Beyond these neutrality arguments, Holderness also strengthens the case on a few other dimensions. Moving to a residence-only system for remote workers is inequitable. Most work that can be remote is white-collar work. Jobs that cannot be remote tend to be lower-wage and held by people of lower socioeconomic stations and racial minorities. Keeping employer-location source taxation limits these inequities.

Holderness shows that the idea that the remote workers’ residence state provides more benefits to them than the employer’s state that the residency state should be the only one able to tax remote income is erroneous. First, the benefit principle is not an ordering rule. It is solely about if there is any right to tax something. The state where the employer is located provides significant benefits to the remote worker as well. After all, that state shapes and allows the operation of the labor market that the remote work. The amount of tax, though, is not keyed to amount of benefits provided or is taxing power only limited to a state that provides the most benefits. The amount of tax is instead related to other factors like ability to pay. Thus, those ordering rule ideas are misguided.

Second, this intuitive idea is wrong, because it ignores the reach of what the state where the remote worker resides can tax. The resident state can grab almost all the income of the remote worker, including income unrelated to remote work. The employer’s state, though, can only tax income connected to the out-of-state remote worker’s remote work income.

Finally, income is not the only tax base for the remote worker’s residence state. There are also consumption and property taxes that they can levy to cover the potential increased services that a remote worker uses. Additionally, they can impose user fees too. The source state cannot impose these other taxes or fees.

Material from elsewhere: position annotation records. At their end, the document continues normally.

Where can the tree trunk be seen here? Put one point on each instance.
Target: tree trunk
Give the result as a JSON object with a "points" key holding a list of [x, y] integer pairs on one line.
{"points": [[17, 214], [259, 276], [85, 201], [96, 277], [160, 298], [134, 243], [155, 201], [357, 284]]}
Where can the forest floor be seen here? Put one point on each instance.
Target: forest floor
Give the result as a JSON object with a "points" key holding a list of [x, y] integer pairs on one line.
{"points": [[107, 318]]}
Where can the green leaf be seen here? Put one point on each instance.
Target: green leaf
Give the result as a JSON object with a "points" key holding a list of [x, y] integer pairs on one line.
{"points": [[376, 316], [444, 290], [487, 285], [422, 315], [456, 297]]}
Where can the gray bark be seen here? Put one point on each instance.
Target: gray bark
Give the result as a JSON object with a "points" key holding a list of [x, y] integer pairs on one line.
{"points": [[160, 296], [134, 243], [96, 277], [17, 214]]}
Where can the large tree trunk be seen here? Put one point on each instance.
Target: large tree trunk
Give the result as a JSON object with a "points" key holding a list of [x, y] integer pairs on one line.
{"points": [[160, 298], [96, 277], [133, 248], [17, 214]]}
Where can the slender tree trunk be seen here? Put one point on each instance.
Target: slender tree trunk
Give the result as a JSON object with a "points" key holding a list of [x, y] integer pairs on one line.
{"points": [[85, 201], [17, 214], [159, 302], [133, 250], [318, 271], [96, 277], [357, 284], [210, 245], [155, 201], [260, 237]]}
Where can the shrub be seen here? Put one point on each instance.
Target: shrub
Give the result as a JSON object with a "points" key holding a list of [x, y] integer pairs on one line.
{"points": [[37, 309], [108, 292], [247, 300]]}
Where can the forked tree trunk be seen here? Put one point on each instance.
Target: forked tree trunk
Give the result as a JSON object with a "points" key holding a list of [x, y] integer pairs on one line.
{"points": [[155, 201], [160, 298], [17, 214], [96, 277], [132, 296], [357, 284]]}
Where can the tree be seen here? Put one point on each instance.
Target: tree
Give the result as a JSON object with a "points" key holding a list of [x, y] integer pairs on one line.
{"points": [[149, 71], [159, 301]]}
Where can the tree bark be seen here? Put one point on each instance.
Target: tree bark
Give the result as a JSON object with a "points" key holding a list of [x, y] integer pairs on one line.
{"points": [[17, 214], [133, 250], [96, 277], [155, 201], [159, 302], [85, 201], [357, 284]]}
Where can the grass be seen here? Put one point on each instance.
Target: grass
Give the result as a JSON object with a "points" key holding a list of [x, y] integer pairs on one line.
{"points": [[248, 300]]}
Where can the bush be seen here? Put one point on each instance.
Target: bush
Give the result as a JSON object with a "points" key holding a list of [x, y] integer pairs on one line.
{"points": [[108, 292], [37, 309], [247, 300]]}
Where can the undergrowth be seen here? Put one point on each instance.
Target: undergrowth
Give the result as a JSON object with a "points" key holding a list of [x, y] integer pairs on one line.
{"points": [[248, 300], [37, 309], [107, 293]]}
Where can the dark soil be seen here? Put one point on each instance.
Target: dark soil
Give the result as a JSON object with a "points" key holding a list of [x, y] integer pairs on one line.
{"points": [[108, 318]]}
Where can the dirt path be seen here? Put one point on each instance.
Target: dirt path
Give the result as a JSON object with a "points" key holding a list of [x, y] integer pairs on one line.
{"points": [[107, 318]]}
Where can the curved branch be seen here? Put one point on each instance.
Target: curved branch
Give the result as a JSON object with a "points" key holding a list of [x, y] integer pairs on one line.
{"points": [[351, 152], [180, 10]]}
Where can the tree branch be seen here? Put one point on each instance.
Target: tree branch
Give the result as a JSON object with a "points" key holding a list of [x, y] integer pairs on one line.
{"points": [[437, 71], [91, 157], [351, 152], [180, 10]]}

Holderness also notes that allowing employer source states to tax this income helps reduce some negative tax planning outcomes. If the residence of the remote worker was the sole determinant of taxing jurisdictions, it is relatively easy for workers to then locate in states with low income tax rates, thereby spurring a race to the bottom. Allowing source-based taxation related to the employer’s location makes this game harder. Both the remote worker and the business would have to locate themselves in states that impose no income tax on the remote worker’s labor income. That creates additional coordination concerns, and that makes the avoidance game and the race to the bottom a bit harder to achieve.

Holderness’s piece is welcome as a pushback against some of the knee-jerk reactions towards taxing remote work labor income. In making this case Holderness provides a well-developed policy defense of the regime that allows employer source states to tax remote income.

The piece raises some interesting questions too. For reasons of space and scope, Holderness does not discuss the idea of a fully remote virtual workplace. But there may be a time where this issue could be significant. What then is the employer’s location for source taxation? That question is one that, of course, has no answer yet. But Holderness’s piece, though raises a point that is important. For numerous reasons, we may still want to find some sort of proxy for the employer’s location and allow source-based taxation, because it implies that merely taxing based on the remote worker’s residence may be flawed even in a fully remote situation.